I was recently asked to cast an eye upon the web and make a few comments on what I see coming up soon. Of course, any decent star gazing activity should be accompanied by some up front historical context and grounding. Lets begin.

2006 was the year when UGC and virals really came to the fore, created by a few and watched by many. This has since been absorbed into our routine understanding of the internet although the buzzword ‘viral’ does still continue to crop up. Definitely read ‘All Virals are Black Swans‘ by Jerome Courtial on Knitware for a quick reality check and then wade in on ‘Are Marketers hiding behind UGC?‘ asked out aloud by Martyn Perks on Netimperative for some good insight and a quick recap.

2007 was the year of Social Networking, and social networking as we know it has not at all passed and probably won’t, but instead will become more integrated into the finer parts of our day to day communications and interactions in the contexts of our personal lives, our businesses and our passions (politics, sports, gaming, fashion ..).

There will still be strong milage in social networks, as mobile platforms open up a new dimension with peer comms/interactions more available to us on the go, exposing us to valued and trusted opinion from friends or personalities of authority that will influence our decisions to buy, to participate in events, to socialise and influence how we benefit from these connections.

There is also strong milage in the 3D aspects of social networking, which has dipped below public media awareness for the time being (ref: Second Life et al), but will definitely re-emerge when technology catches up, delivering social networks in 3D through the web as a delivery network, established as a game/platform, but experienced with devices such as digital mirrors in our homes/bedrooms, goggles and in the coming years holographics. Holographics will also greatly expand the potential use of miniature mobile devices that will project displays onto surfaces and into 3D space. All of this continues to hold strong ties to social networking.

Specific mentions of MySpace, Facebook and their competition, most of these platforms are maturing into strong media partners that harvest eye-balls and personal data for the benefit of brands and businesses selling product. This is becoming the business model, but should never be confused with the reasons why people use the networks in the first place. They should tread with care and remember where they come from, or else they will most definitely be surpassed by new networks. It is easy to see the necessary lure of business success that is offered by entertainment brands, music labels and broadcasters who themselves are required to find new ways to get their product to paying consumers.

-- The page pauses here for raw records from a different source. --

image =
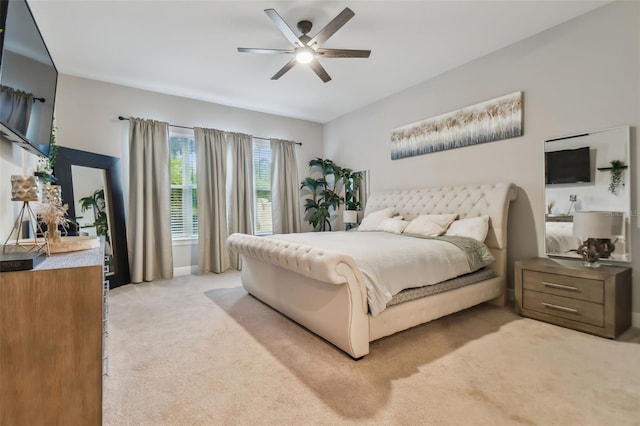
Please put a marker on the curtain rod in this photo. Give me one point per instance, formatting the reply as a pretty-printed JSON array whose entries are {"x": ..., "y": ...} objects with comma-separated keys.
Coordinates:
[{"x": 191, "y": 128}]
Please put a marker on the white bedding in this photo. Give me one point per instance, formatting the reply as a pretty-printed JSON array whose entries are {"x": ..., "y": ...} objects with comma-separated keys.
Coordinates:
[
  {"x": 390, "y": 262},
  {"x": 559, "y": 237}
]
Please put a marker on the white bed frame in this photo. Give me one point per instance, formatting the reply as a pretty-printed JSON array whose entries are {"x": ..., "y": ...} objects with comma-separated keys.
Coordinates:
[{"x": 324, "y": 291}]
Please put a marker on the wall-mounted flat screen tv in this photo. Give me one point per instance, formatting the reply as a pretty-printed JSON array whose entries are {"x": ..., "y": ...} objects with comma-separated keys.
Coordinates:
[
  {"x": 568, "y": 166},
  {"x": 28, "y": 79}
]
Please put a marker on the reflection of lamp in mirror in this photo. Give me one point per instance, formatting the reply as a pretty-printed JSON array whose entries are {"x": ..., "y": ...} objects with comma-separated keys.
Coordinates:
[
  {"x": 25, "y": 189},
  {"x": 350, "y": 218},
  {"x": 596, "y": 228}
]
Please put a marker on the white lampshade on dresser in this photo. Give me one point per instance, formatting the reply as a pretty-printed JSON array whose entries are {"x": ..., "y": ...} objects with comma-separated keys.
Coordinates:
[
  {"x": 350, "y": 216},
  {"x": 596, "y": 228}
]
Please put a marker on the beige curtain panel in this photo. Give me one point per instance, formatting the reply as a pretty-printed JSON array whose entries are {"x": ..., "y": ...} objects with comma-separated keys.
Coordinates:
[
  {"x": 150, "y": 249},
  {"x": 211, "y": 164},
  {"x": 285, "y": 199},
  {"x": 241, "y": 188}
]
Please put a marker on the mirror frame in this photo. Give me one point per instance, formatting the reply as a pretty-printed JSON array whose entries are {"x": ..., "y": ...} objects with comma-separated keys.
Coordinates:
[
  {"x": 595, "y": 168},
  {"x": 68, "y": 157}
]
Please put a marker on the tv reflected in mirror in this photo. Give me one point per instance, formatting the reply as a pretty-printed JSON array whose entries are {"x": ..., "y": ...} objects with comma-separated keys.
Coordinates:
[{"x": 569, "y": 160}]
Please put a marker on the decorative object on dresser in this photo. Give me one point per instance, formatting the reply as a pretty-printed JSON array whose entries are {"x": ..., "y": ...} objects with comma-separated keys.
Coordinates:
[
  {"x": 52, "y": 333},
  {"x": 492, "y": 120},
  {"x": 596, "y": 229},
  {"x": 565, "y": 293},
  {"x": 350, "y": 218},
  {"x": 25, "y": 189},
  {"x": 55, "y": 214}
]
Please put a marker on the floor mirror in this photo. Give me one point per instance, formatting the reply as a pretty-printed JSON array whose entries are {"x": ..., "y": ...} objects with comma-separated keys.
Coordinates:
[{"x": 92, "y": 187}]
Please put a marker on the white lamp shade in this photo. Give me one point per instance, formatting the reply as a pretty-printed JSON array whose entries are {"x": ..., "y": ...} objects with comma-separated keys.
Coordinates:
[
  {"x": 24, "y": 188},
  {"x": 350, "y": 216},
  {"x": 597, "y": 224}
]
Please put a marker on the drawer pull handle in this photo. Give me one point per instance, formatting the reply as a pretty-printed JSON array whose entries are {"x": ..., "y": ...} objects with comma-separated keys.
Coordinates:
[
  {"x": 560, "y": 286},
  {"x": 558, "y": 307}
]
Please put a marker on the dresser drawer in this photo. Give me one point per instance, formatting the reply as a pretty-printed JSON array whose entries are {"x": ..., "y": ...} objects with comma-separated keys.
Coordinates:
[
  {"x": 564, "y": 285},
  {"x": 564, "y": 307}
]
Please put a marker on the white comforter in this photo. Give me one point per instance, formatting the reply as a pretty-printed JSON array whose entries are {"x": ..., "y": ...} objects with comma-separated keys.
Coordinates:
[
  {"x": 559, "y": 237},
  {"x": 390, "y": 262}
]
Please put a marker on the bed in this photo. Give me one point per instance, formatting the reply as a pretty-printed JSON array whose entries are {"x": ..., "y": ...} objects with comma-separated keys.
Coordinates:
[
  {"x": 559, "y": 238},
  {"x": 325, "y": 290}
]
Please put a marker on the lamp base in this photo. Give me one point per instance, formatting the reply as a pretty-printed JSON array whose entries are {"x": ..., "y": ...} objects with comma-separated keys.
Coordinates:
[
  {"x": 31, "y": 217},
  {"x": 593, "y": 249}
]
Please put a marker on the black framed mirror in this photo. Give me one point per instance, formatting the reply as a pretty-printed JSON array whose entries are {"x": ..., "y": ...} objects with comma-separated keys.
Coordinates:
[
  {"x": 579, "y": 177},
  {"x": 103, "y": 205}
]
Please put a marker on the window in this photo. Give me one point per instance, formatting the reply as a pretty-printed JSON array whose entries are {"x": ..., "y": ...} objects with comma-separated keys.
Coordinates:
[
  {"x": 262, "y": 184},
  {"x": 184, "y": 200}
]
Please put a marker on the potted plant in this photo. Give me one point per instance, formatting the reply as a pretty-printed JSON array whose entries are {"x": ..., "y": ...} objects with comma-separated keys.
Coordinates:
[
  {"x": 351, "y": 181},
  {"x": 616, "y": 176},
  {"x": 46, "y": 165},
  {"x": 324, "y": 192},
  {"x": 97, "y": 203}
]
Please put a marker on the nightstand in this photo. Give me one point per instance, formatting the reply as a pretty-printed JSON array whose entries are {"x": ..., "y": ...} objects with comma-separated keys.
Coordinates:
[{"x": 566, "y": 293}]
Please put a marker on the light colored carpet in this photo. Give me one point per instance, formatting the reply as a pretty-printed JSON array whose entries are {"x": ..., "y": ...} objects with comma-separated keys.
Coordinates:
[{"x": 200, "y": 350}]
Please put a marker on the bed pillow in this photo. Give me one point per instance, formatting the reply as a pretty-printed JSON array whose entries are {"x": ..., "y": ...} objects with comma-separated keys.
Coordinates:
[
  {"x": 392, "y": 225},
  {"x": 472, "y": 227},
  {"x": 430, "y": 225},
  {"x": 371, "y": 221}
]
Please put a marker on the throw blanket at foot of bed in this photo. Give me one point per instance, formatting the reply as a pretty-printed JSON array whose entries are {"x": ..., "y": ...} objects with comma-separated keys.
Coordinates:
[{"x": 325, "y": 289}]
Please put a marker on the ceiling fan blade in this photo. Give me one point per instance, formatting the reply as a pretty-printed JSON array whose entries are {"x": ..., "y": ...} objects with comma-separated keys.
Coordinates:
[
  {"x": 332, "y": 27},
  {"x": 284, "y": 69},
  {"x": 267, "y": 51},
  {"x": 318, "y": 69},
  {"x": 283, "y": 27},
  {"x": 343, "y": 53}
]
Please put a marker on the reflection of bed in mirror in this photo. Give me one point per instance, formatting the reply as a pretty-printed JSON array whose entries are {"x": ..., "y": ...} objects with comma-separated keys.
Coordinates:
[
  {"x": 568, "y": 188},
  {"x": 560, "y": 239}
]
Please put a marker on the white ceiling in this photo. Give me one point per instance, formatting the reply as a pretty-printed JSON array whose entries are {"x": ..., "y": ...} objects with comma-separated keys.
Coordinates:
[{"x": 188, "y": 48}]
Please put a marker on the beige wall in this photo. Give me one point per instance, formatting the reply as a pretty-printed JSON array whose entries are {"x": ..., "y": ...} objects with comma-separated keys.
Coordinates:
[
  {"x": 87, "y": 118},
  {"x": 580, "y": 76}
]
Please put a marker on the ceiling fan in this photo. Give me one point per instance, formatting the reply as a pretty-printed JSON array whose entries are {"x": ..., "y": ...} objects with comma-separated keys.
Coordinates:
[{"x": 307, "y": 50}]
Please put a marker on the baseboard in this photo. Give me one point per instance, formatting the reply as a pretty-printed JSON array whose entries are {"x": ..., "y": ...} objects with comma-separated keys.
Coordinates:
[
  {"x": 185, "y": 270},
  {"x": 635, "y": 319}
]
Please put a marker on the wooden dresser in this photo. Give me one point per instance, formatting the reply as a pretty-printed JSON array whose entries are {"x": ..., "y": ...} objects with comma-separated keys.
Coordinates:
[
  {"x": 566, "y": 293},
  {"x": 52, "y": 324}
]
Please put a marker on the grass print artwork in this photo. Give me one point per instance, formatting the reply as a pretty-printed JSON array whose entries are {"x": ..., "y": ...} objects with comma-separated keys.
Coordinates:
[{"x": 493, "y": 120}]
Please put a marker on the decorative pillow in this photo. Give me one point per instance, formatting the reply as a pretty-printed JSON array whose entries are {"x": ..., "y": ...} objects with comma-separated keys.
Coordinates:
[
  {"x": 472, "y": 227},
  {"x": 371, "y": 221},
  {"x": 392, "y": 225},
  {"x": 430, "y": 225}
]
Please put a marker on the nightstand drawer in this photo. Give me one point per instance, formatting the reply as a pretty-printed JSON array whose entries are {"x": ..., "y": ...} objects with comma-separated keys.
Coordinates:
[
  {"x": 564, "y": 307},
  {"x": 564, "y": 285}
]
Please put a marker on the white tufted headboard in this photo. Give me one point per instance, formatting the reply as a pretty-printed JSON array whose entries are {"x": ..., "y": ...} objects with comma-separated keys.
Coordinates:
[{"x": 467, "y": 201}]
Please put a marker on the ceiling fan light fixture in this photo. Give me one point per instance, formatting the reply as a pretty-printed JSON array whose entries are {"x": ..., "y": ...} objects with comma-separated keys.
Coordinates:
[{"x": 304, "y": 56}]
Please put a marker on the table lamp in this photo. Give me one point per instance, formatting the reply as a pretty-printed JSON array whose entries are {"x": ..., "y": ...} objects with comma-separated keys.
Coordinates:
[
  {"x": 25, "y": 189},
  {"x": 596, "y": 228}
]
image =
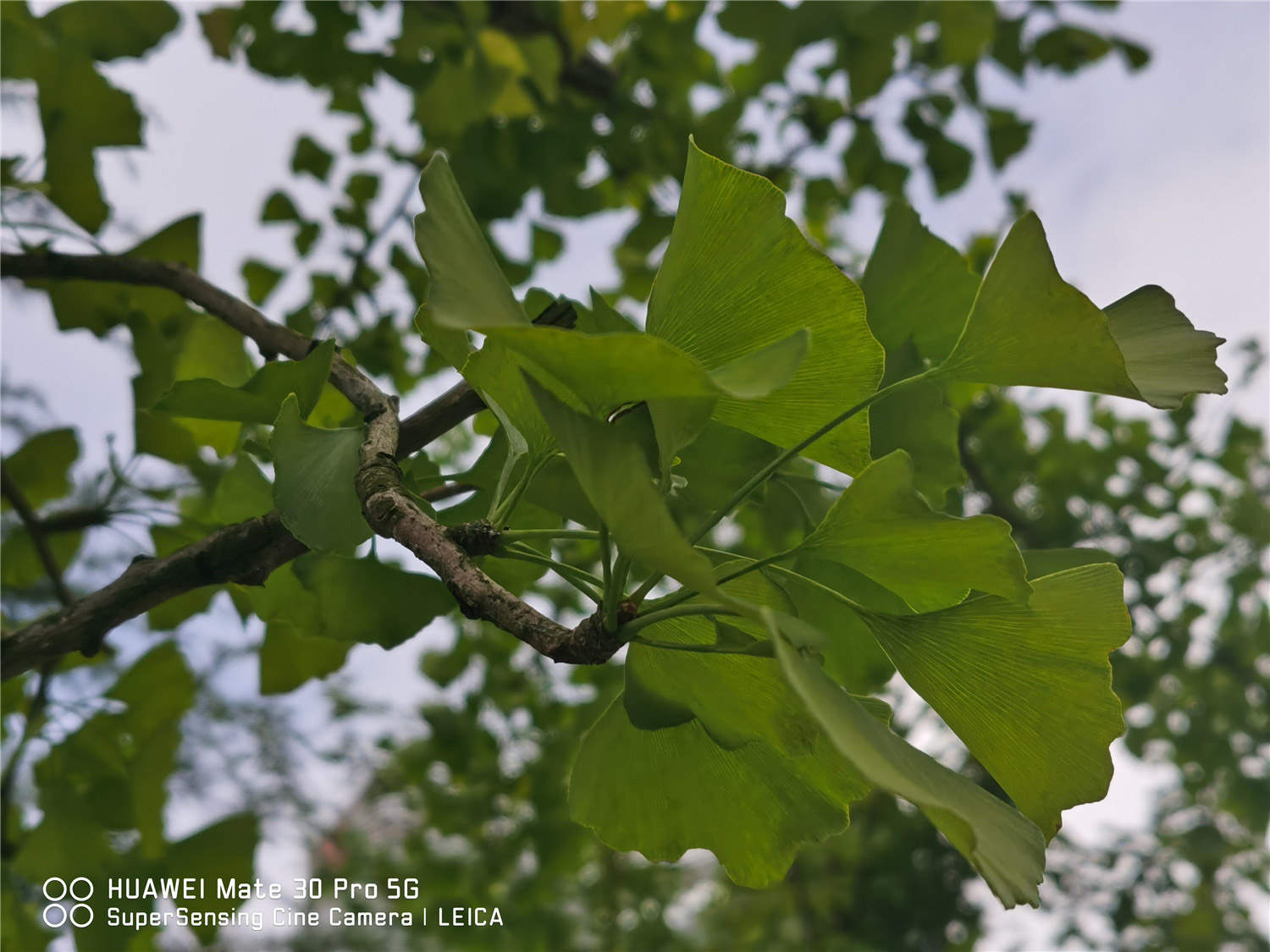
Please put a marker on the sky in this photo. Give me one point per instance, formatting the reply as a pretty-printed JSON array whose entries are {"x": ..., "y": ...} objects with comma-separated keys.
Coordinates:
[{"x": 1158, "y": 177}]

2007 was also the year of Social Network Apps, widgets and hacks. In many ways their visual identities have become clichéd with aqua-esk bubbling interfaces that call out for the user’s attention consistently, bearing a likeness to becoming unwanted and passé. App-spam is in part to blame (ref: Facebook) with close resemblance to email spam and pop-up alerts that are more appropriate to the nether realms of the darker internet. These apps essentially provide novel interfaces that act to display dynamic information feeds that are personal and of interest to a single user. Social network apps go farther to provide awareness of peers, their activities and interests and move to add depth to the experience of online social networking. (ask me more about a breakdown of apps usage)

Here today
2008 is definitely a year of the mobile platform. We’re seeing the emergence of smartphones with touch screens beginning to surpass other traditional handheld phones and take the headlines. We keep these devices with us almost 24/7 along with our keys and money, and technology has now reached a point in delivering communications services, entertainment, business productivity and the internet through these miniature consoles and tailored all the time to us as a single user.

Apple has been taking most of the headlines, while the Google Android platform shows strong promise. Every other vendor is getting into this as well. An extremely significant change is in the way we use the devices, no longer just through a limited vendor locked interface, but rather more akin to the free-agent nature of our wireless, deskless personal computers, open to running any software we choose, fulfilling our needs on an almost limitless scale of applicability. Essential, its the emergence of the mobile device as an open platform for applications that will set it free. This is it’s year. Be sure to read what David Armano, VP of Experience Design at Critical Mass has to say on the subject.